During my stay here I received an invitation to a Creole ball, the first of the season. The house was small, but very neatly furnished ; the music, which consisted of a harp, piano, flute, violin, and clarionet, was performed by amateurs, notwithstanding which it was excellent. On entering the room, and casting my eyes around me, I stood in admiration at the number of pretty faces and figures, and at the correctness of taste displayed in the dresses of the ladies.

   The general character of Creole beauty is a dark, but clear and transparent complexion, black eyes fringed with long eyelashes, and finely pencilled eyebrows ; a nose neither Greek nor Roman, but delicately formed, and a very fine "taille" although apt to run rather early too far into the "aimable embonpoint." In manners the Creole ladies are gay, lively, and unaffected, and altogether possess as much personal attraction as has fallen to the lot, even of the fairest average of the fair creation. They all have fine dark hair, and, what is very remarkable, they all dress it nearly in the same manner : this coiffure is not a la Grecque, but of that character, and the hair is brought rather forward on the side of the cheek ; they seem to pay very great attention to this part of the toilette, and I do not remember to have seen hair more beautifully clean, fine, and gracefully disposed ; nevertheless, I must confess, that 1 should admire the taste of the fair Creoles more, if they arranged it with greater variety, according to the respective characters of their features.

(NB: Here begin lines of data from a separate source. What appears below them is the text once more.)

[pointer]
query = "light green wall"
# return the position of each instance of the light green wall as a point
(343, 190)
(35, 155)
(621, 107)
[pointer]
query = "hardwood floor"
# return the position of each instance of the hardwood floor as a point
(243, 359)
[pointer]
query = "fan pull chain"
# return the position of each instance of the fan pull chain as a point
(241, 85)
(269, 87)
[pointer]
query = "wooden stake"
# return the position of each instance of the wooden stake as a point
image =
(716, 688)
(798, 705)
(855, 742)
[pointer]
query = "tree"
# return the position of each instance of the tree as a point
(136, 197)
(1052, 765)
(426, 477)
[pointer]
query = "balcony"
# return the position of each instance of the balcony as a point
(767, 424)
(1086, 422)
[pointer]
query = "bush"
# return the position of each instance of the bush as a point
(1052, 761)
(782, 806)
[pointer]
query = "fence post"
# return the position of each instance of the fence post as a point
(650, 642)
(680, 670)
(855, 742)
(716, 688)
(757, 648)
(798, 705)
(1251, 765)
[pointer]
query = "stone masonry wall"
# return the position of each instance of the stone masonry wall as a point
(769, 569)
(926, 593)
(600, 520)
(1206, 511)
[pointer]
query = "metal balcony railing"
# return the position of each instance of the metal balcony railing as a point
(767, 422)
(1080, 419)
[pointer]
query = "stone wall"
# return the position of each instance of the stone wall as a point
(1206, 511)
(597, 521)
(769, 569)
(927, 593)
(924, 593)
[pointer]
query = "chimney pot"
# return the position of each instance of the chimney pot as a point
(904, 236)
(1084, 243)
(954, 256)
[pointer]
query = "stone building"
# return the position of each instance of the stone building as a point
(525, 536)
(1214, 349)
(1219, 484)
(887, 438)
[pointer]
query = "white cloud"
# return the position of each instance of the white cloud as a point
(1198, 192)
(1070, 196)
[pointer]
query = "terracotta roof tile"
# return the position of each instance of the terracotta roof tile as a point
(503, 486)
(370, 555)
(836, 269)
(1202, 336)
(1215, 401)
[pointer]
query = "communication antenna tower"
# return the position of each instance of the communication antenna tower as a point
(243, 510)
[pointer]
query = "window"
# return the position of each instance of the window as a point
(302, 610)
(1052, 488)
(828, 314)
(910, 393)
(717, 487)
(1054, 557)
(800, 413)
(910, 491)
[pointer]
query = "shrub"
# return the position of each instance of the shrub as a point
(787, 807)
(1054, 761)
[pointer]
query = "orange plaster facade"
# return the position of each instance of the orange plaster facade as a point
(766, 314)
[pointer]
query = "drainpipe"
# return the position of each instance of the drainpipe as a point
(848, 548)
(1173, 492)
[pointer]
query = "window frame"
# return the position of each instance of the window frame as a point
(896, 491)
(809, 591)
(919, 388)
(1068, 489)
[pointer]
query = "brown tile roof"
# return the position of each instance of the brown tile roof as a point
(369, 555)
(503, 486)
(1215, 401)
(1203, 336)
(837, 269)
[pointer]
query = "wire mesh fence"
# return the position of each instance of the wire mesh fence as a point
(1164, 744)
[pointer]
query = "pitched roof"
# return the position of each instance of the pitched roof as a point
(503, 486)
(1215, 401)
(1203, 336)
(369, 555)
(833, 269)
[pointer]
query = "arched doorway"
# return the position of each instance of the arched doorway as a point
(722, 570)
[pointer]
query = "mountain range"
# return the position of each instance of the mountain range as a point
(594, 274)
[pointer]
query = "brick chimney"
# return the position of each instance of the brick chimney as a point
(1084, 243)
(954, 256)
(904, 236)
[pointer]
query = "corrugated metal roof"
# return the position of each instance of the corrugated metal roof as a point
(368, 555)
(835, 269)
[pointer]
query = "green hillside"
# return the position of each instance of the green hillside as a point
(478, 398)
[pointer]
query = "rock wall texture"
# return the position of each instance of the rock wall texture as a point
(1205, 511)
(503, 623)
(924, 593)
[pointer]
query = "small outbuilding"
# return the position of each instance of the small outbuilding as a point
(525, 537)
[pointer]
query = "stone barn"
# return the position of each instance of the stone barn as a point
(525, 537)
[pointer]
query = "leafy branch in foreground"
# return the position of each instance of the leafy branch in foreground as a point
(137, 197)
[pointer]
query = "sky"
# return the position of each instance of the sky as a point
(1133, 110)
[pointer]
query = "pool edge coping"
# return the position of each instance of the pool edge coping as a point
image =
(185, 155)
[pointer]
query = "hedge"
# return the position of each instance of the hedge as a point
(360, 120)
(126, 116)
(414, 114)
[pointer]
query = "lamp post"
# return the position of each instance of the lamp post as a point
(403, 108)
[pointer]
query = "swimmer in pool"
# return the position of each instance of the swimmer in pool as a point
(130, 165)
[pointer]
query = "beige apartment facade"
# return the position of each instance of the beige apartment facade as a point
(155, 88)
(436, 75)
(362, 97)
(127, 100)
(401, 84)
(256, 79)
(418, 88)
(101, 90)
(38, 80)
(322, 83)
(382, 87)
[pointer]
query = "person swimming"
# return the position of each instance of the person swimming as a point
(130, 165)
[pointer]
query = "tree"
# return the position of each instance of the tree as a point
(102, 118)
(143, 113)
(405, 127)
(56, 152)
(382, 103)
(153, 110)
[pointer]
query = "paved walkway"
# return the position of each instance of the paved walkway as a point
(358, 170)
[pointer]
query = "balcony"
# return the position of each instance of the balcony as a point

Of course, the conversation was carried on in French, and the customs of the same nation were observed during the evening: according to these, I was privileged to address and to dance with any young lady in company, without going through the ceremonial ordeal of introduction ; and it is impossible to conceive an assembly conducted with more agrement, and with less restraint, than this Creole coterie. 

I must also acknowledge, that I had seen nothing so like a ball since I left Europe : the contre-danses were well danced, and there was waltzing without swinging, and a galloppade without a romp. The supper was exceedingly handsome, and in one respect superior to most of those given at ball suppers in London : namely, the wines were of the same description which our host would give to his friends at dinner ; whereas, in the latter city, it is but too common a practice to give inferior wines on such occasions, and to poison the guests with Wright's champaign, upon the plea, that it is good enough for a ball supper. On the whole, I went away much pleased with the mirth and agreeable manners of Creole society. (Charles Augustus Murry, Travels in North America during the years 1834, 1835, 1836. New York: Harper and Brothers, 1839, p. 130-131.)